They might not remember your invitations, but they'll definitely remember you ran out of cake.
Maggie Seaver
by Maggie Seaver

You know those wedding details that are a fun and beautiful addition (if you have the time and budget), but aren't totally necessary? You know, the ones you care about, but your guests might not really notice—like over-the-top stationery, ornate ceremony programs and towering centerpieces. If you're having trouble cutting costs, deciding what to splurge on or prioritizing certain details, remember this: At the heart of it, your wedding guests only really care about a few key elements. Study up on the biggies right here, then try to marry them with what you and your partner care about the most. That's the secret to an unforgettable celebration of love.

The Food

This one's simple: Don't let your guests go hungry. Whether you opt for passed bites, an elaborate buffet or trendy food stations, make sure your catering is delicious—and that there's plenty of it. Same goes for dessert. Choose a wedding cake (if you're having wedding cake, that is) that tastes as good as it looks.

The Bar

You don't need to have a open bar all night, but you do need to offer your guests something to drink—without making them pay. Opt for beer and wine only, just a signature drink or purely mocktails, but don't force your guests to whip out their wallets for a cash bar.

Transportation

Stranding your guests at the hotel, ceremony or reception site is a no-no. Provide them with transportation options that suit your budget—whether it's an Uber code that lasts all night, taxi company recommendations or a shuttle bus that runs to and from key locations. The importance of transportation cannot be stressed enough, especially if you plan to serve alcohol. (Your wedding website is the perfect place to share directions and transportation options, by the way.)

A Smooth Run of Show

Timing really is everything. Do your best at every turn to avoid lag time when your guests could get antsy and bored. Max your ceremony at one hour (unless you're having a longer religious ceremony that requires otherwise, of course), keep reception toasts brief, cut your first dance song to one verse and one chorus, start cocktail hour immediately following your ceremony and so on. You get the idea, right?

The Music

Bad music pretty much equals a bad party. Whether you opt for a band or a DJ, put some effort into researching, interviewing and hiring the right pros. Share a thoughtful playlist and do-not-play list, listen to their stuff (live, if you can) and go over things like how often they'll take breaks and what songs should be played when. Trust us, the right music will immediately elevate your reception.

The Space

Too little or too much room at a wedding can make a surprisingly big difference in the overall vibe. Ever tried to dance to "Uptown Funk" on an overly crowded dance floor, or wanted to bust a move but it felt like no one was out there but you? Consider this factor early in your planning process. When calculating how much space you'll need, talk guest list numbers and square footage with your venue site manager or tent rental company.

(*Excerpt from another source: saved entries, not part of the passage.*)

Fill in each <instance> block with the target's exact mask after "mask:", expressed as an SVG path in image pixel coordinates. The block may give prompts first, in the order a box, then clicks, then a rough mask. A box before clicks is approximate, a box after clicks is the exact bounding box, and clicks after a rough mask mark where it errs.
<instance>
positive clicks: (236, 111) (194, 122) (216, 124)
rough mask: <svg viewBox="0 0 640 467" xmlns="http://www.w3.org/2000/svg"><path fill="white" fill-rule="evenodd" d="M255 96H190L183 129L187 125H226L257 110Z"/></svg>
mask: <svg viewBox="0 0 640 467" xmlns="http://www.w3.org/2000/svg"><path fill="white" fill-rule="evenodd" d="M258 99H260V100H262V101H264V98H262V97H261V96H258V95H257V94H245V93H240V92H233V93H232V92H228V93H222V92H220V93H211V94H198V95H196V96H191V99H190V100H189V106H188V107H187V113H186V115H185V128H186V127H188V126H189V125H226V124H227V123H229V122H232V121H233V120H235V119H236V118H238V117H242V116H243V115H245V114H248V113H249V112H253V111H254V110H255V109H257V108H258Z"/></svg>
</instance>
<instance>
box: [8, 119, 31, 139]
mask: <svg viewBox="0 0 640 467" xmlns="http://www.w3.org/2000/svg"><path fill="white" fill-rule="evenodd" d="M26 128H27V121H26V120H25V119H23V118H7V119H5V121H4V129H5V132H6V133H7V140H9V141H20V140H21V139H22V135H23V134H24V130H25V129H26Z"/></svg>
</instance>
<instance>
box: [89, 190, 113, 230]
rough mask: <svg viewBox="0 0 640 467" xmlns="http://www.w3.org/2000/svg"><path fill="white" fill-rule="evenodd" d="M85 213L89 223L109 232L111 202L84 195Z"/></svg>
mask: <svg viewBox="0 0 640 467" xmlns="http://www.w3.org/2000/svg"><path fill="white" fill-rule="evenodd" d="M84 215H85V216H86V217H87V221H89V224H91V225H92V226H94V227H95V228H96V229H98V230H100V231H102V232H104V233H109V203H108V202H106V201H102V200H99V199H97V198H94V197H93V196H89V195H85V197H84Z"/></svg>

Being Able to Hear Each Other

Don't force your non-dancing guests to yell over each other. Either work out a volume control plan with your musicians or provide a separate space (maybe a comfy lounge situation nearby) where guests can enjoy each other's company without going hoarse.

The Happy Couple

You could spend all the money in the world, hire a celebrity performer and have a 50-yard slip-and-slide—but if you and your partner are unhappy, table-bound or M.I.A. for the night, no one will have a good time. You two, the beaming newlyweds, are the North Star of this party: If you're relaxed, smiling and dancing, your guests will follow suit and never forget how much fun they had.